Re: some comments on your ideas [Was: Re: Calm on the GGI water]

Linus Torvalds (torvalds@transmeta.com)
Wed, 1 Apr 1998 16:50:15 -0800 (PST)


On Wed, 1 Apr 1998, Torgeir Veimo wrote:
>
> If I'm not taking up your time too much, I'm interested in your ideas on
> this basic DMA interface.

I don't know enough about the basic requirements for most of the really
interesting cards to be able to say much..

> I see two options: one is to support cards that can do DMA directly.

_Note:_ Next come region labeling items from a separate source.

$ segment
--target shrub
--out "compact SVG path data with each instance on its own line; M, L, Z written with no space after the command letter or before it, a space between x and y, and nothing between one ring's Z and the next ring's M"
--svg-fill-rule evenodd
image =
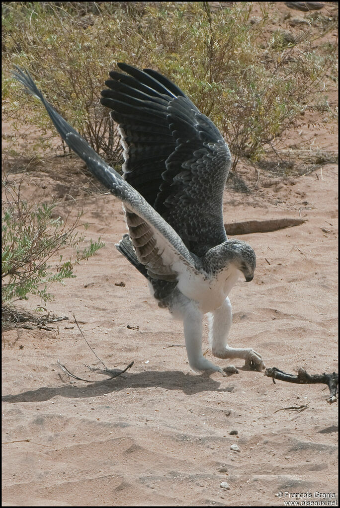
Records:
M78 231L81 213L68 225L54 216L56 203L31 204L20 199L20 186L3 182L6 199L2 208L2 305L12 305L18 300L27 300L29 294L39 296L44 302L53 295L48 292L55 282L75 277L73 266L87 260L104 244L100 237L90 240L89 246L80 252L84 239ZM86 228L86 224L82 225ZM59 251L69 246L76 249L71 262L63 260ZM58 254L58 261L52 262Z
M116 61L156 68L217 123L234 169L240 156L256 161L274 146L336 75L336 48L311 49L312 28L321 36L335 17L326 24L307 19L298 36L272 34L275 3L260 3L259 19L251 18L252 4L214 11L210 2L8 2L3 61L8 70L27 67L48 100L118 169L119 137L98 102L104 81ZM28 121L23 105L34 100L5 74L5 115L18 128ZM29 121L50 128L35 103Z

The
> other is to have two pages with one mapped to userspace at a time and
> have the kernel flush the other (usually through the cards FIFO).
>
> Asking for this DMA interface could probably be supported by having an
> ioctl on /dev/fb (using fbcon).

I'd prefer not having /dev/fb be involved at all, more a system-call like
approach that would be in two parts:

- the user would ask for a DMA-able memory region (of some size, possibly
larger than a page, but definitely not much larger than say 16kB).
- the kernel would give the user the area at some specified virtual
address, and return the physical address

With the above you can already make bus-master cards happy completely from
user space (modulo interrupts when they are ready).

In addition, there would be a second part for any cards that actually use
the motherboard DMA engine (which is fairly slow and broken, but the card
designer may not have wanted to do busmastering), which would be more of a
"setup_dma()" system call using the above buffer.

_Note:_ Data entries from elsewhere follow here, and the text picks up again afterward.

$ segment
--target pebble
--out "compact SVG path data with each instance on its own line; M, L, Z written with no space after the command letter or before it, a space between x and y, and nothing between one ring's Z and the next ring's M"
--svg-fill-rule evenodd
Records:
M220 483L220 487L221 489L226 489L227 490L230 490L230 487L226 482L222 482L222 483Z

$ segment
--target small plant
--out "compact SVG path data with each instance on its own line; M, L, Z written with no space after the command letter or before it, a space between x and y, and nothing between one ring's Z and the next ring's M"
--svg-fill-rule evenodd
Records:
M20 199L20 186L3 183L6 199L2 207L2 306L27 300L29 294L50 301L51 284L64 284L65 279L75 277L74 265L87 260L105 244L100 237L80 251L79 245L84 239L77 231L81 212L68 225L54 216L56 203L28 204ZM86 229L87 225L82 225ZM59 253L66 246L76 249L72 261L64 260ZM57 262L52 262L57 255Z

> With modern PCI based cards with proper registers one wouldn't need to
> consider the interface that XAA deals with in any circumstance, since
> the XAA driver would only use the DMA interface to send commands to the
> card.

Right. I would really not like to have the kernel involved very much at
all. With _most_ well designed cards it should be enough for the
application to just have a small private area that it can point the video
card at, and then it probes the video card shared memory (or IO access) to
initiate the bus master cycles.

So with a good card you'd never actually go into the kernel to start up
the DMA - you'd only ask the kernel to allocate the area for you (once, at
startup). After that the user program can do everything on its own.

Note that I'd really like to keep this separate from /dev/fb, because the
DMA issue might be useful for other stand-along things (video grabbers,
scanners, frame-grabbers, audio, high-speed IEEE ports etc).